Piden prisión permanente para dos marroquíes por violar y degollar a una ex concejal del PP en Granada
España exige justicia: prisión permanente para los asesinos de la exconcejal del PP en Granada

Un crimen salvaje que clama al cielo y vuelve a poner a prueba la fortaleza moral del Estado de Derecho
Hay crímenes que marcan una sociedad, y este es uno de ellos.
La Fiscalía ha pedido prisión permanente revisable para los dos acusados de violar y degollar a una exconcejal del Partido Popular en Granada.
Un crimen atroz, cobarde y premeditado que ha estremecido a todo el país y que vuelve a recordarnos hasta qué punto la violencia más brutal puede nacer del desprecio absoluto por la vida y la dignidad humana.
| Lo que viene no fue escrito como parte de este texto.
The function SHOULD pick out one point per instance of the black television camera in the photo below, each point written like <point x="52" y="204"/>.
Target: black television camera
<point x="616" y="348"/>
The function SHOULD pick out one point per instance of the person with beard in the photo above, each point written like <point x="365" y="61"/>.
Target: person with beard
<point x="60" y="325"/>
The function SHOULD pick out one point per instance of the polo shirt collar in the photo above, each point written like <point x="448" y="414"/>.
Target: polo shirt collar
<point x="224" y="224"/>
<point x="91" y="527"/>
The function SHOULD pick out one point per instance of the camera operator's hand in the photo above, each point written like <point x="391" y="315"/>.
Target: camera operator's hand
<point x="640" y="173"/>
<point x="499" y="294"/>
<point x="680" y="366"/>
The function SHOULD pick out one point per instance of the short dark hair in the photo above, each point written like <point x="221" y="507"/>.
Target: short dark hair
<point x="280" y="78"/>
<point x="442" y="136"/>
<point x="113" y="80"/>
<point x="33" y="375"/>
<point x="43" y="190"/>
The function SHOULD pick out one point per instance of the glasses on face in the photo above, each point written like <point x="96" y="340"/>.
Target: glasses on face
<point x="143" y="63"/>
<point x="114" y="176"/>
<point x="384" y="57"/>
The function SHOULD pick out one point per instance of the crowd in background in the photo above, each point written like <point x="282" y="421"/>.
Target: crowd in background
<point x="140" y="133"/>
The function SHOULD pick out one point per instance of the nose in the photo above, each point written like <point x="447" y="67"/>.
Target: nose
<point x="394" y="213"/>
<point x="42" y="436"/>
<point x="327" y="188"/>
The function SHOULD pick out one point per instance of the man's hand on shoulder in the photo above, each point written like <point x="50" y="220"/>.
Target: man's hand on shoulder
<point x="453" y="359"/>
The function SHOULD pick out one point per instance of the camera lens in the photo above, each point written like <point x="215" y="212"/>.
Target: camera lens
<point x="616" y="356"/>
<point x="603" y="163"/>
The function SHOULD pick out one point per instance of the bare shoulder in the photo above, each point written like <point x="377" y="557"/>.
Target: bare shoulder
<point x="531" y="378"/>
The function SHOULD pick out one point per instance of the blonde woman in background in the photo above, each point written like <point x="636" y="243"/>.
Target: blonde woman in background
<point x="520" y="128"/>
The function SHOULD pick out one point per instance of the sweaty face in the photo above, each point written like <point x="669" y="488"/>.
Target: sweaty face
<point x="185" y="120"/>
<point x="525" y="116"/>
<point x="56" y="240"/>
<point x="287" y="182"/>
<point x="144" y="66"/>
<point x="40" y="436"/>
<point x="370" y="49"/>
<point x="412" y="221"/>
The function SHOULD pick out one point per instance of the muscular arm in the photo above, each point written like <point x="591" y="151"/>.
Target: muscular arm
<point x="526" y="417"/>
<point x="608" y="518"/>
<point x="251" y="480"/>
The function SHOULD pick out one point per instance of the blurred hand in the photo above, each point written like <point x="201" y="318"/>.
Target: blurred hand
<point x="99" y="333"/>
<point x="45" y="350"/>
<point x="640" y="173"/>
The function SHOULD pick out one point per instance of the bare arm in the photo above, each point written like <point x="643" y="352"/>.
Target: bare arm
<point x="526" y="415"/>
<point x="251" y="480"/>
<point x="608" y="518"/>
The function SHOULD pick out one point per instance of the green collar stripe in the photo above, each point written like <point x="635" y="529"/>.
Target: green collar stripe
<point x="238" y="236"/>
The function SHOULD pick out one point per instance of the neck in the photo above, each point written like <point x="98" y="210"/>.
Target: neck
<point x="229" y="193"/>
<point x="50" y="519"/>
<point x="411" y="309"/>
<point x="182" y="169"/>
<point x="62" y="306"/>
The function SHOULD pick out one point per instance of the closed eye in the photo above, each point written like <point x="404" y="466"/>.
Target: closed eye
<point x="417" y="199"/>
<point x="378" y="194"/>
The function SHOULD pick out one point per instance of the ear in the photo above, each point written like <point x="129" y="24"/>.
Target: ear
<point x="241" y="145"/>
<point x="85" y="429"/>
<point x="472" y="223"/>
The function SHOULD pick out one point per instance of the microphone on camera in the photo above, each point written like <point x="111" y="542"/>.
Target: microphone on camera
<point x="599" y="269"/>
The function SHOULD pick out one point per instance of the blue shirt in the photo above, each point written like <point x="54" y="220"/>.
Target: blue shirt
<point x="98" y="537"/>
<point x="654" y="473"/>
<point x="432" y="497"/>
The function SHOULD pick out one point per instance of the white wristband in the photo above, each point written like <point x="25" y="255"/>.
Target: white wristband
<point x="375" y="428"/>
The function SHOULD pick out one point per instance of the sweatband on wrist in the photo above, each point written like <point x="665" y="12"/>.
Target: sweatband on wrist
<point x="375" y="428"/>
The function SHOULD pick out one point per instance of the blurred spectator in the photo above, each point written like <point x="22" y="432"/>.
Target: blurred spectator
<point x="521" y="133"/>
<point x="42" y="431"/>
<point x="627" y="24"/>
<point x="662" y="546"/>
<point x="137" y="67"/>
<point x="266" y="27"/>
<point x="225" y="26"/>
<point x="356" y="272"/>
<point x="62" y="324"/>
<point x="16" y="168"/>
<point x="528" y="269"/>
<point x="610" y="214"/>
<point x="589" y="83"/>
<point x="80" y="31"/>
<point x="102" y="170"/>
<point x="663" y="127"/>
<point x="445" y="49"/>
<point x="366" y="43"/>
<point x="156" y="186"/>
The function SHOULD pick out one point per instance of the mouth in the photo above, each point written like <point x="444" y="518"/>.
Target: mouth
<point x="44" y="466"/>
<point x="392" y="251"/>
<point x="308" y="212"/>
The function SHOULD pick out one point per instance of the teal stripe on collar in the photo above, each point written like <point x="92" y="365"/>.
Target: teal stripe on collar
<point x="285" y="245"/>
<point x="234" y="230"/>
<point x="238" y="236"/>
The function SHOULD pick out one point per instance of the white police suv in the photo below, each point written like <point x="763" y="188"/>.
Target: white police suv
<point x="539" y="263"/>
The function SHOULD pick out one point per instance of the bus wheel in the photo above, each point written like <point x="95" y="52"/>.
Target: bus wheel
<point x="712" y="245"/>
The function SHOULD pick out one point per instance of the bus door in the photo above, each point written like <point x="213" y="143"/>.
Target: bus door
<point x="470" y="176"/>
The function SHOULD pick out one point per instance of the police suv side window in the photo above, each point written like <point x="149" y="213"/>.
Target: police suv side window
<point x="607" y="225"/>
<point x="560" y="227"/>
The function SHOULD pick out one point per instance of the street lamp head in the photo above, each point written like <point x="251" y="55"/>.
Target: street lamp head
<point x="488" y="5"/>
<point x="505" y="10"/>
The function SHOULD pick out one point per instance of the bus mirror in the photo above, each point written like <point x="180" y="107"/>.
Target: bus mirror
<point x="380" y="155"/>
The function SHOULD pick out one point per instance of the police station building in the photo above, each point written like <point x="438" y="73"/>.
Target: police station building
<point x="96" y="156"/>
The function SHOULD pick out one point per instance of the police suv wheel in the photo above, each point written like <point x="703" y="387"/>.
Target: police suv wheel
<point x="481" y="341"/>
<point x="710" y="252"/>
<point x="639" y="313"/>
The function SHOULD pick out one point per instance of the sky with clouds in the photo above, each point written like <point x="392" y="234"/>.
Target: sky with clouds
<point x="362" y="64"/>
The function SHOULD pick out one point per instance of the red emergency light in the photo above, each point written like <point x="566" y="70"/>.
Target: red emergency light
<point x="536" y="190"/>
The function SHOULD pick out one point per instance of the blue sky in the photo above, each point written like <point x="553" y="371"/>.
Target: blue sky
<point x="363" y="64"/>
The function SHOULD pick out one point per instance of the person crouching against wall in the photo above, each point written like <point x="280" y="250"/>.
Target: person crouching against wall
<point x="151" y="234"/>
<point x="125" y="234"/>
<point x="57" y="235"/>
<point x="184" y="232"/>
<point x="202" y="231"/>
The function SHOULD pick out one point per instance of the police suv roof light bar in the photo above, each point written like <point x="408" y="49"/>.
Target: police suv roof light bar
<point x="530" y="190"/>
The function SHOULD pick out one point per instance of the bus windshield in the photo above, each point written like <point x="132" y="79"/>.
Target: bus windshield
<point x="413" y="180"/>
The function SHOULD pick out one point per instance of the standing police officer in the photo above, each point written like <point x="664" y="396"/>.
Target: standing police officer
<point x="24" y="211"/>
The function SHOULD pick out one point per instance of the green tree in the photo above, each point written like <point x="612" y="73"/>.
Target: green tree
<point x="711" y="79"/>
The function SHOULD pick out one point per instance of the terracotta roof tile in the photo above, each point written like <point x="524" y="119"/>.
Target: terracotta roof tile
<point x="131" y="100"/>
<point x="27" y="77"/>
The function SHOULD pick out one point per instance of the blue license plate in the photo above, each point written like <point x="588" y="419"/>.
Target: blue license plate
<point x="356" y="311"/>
Una víctima inocente, una violencia sin límites
Los informes forenses describen una escena dantesca. La víctima, una mujer entregada a su municipio y a su gente, fue atacada, vejada y asesinada sin posibilidad de defensa.
Los acusados, según la investigación, actuaron con total frialdad, dejando tras de sí una huella de barbarie que hoy horripila a toda España.
No hay matices ni excusas posibles: lo que ocurrió fue un crimen salvaje y los responsables deben responder con la máxima pena que contempla la ley.
La sociedad pide justicia, no discursos vacíos
Desde todos los rincones del país llegan mensajes de rabia, tristeza y hartazgo.
Hartos de ver cómo las víctimas se convierten en números, y cómo los asesinos encuentran resquicios legales para acortar sus condenas, los ciudadanos claman por una justicia firme y ejemplar.
“Basta ya. Queremos leyes que protejan a los inocentes, no a los criminales”,
afirmó entre lágrimas una amiga de la víctima durante una concentración en su honor.
La prisión permanente revisable: una necesidad moral
El caso ha vuelto a situar en el centro del debate la prisión permanente revisable, una figura legal que muchos intentaron derogar, pero que la realidad, trágica y brutal, sigue justificando día tras día.
No se trata de venganza, sino de justicia y protección. De que quienes cometen actos tan monstruosos no vuelvan jamás a poner un pie en la calle.
España no puede mirar hacia otro lado
Este crimen no es solo una tragedia individual, es una vergüenza nacional que nos interpela a todos.
Cada víctima olvidada, cada criminal beneficiado por tecnicismos, mina la confianza del ciudadano en la justicia.
Si queremos una España segura, libre y justa, la ley debe hablar con voz firme y sin temblores.
Y ante casos como este, la sociedad entera debe unirse en una sola exigencia: prisión permanente y justicia total.
En memoria de la víctima. En defensa de la vida. En nombre de la justicia.